Против него, на обрубке гам, сидит какой-то кудрявый мужик, незнакомый мне. Уперся локтями в колени, курит и смотрит в землю.
Поздоровавшись, присел и я себе.
— А мы Вот о войне говорили, — сказал сквозь шум мельницы Петр Архипов. — Вот он ничему не верит, никакой нашей победы не чает.
Мужик поднял голову и ядовито усмехнулся.
— А как ты сам-то, Петр Архипыч? Тоже не чаешь?
Он холодно взглянул на меня.
— Я? А я не знаю. Пусть их воюют. Воюйте на здоровье.
Это, господа дворяне, ваше дело.
— Это как же так?
— А так. Нам, мужикам, надо одно: ничего никому не давать, никого к себе с этими поборами и реквизициями не пускать. Чтобы никто к нам не ходил, ничего нашего не брал. Ни немец, ни свой. Да.
Помолчал, потом опять заговорил, еще возвышая сквозь шум голос:
— Да. А то вон приехал на той неделе какой-то с грибами на плечах — сыновей ему давай, хлеба давай… всего давай! Раз наше дело не выходит — мировая, и шабаш. Миколай Миколаевич Младший, вот это воин. Ух, рассказывают солдаты, что только за человек! Отца родного за правду не пожалеет. Ночью встанет тихонько, чтоб ни один генерал за ним не увязался, и пошел в обход по окопам. Солдат простых увидит: ‘Здорово, друзья! Надейтесь на меня, как на каменную гору. Я об вас ночи не сплю!’ А господам офицерам, если завидит, что в карты играют, бездельничают, без всякой церемонии шашкой голову долой! Вот это воин.
Сумрачно помолчал, потом встал и подошел к трясущемуся рукаву, по которому серой струей текла мука. Взяв горсть муки, помял ее, понюхал и спросил, почти крикнул:
— Ну, а этот самый человек, где он теперь?
— Какой?
— Сухомлин.
Кудрявый мужик, куривший на пне трубку, со свистом захохотал и махнул рукой.

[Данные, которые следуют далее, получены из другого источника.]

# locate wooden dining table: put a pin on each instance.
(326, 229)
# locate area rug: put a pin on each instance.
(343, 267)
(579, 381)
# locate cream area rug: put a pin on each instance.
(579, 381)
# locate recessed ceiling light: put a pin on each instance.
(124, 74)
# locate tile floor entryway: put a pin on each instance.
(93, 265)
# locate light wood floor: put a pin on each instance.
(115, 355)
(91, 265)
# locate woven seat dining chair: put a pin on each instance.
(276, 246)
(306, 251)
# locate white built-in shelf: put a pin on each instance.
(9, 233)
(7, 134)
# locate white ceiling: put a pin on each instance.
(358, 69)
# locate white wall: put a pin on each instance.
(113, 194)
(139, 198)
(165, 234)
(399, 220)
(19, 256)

— Вона! — сказал он. — Хватился! Его теперь и след простыл! Его давно покрыли и спрятали!
Петр Архипов строго посмотрел на него, на его плечи и голову, потом еще строже на меня:
— Где, по-вашему, такой человек может находиться? И что такому человеку должно быть? Что он для России может быть? Что он для ней сделал? Через кого там теперь миллионы лежат, тухнут?
Обив и вытерев руку о полушубок, он опять сел и опять замолчал. Потом тем же тоном, но уже спокойнее:
— Да. На нас, мужиков, как там глядят? Тычь его куда похуже, а нас, господ, не тронь, — мы высокого званья. А те пускай преют, этих дураков еще великие тысячи наделают. Сейчас вон опять берут, а зачем? Чтобы последних перебить? Вы, барин, — дерзко и громко спросил он, — вы нам уж откровенно скажите, какая ваша задача: чтобы нас всех перебить, а скотину порезать да в окопах стравить?

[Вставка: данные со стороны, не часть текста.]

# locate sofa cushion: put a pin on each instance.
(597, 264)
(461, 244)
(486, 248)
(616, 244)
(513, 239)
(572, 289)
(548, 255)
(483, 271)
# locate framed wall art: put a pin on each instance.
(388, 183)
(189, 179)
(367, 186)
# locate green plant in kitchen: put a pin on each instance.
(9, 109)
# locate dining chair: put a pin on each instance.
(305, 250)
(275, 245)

— Петр Архипыч, как тебе не стыдно? Ведь ты человек умный!
— Умный! — сказал он, несколько смутившись, и вдруг опять сдвинул брови и поднял тон:
— Вам хорошо говорить. А у меня вот сын два месяца ни одного письма. Где он теперь, что он теперь? Мертвое тело? А потом, как перебьют всех, вы что же будете делать? Приедете, конечно, к царю и скажете: ‘Погляди, государь, где твоя держава теперь? Нету тебе ничего, все чисто, одно гладкое поле!’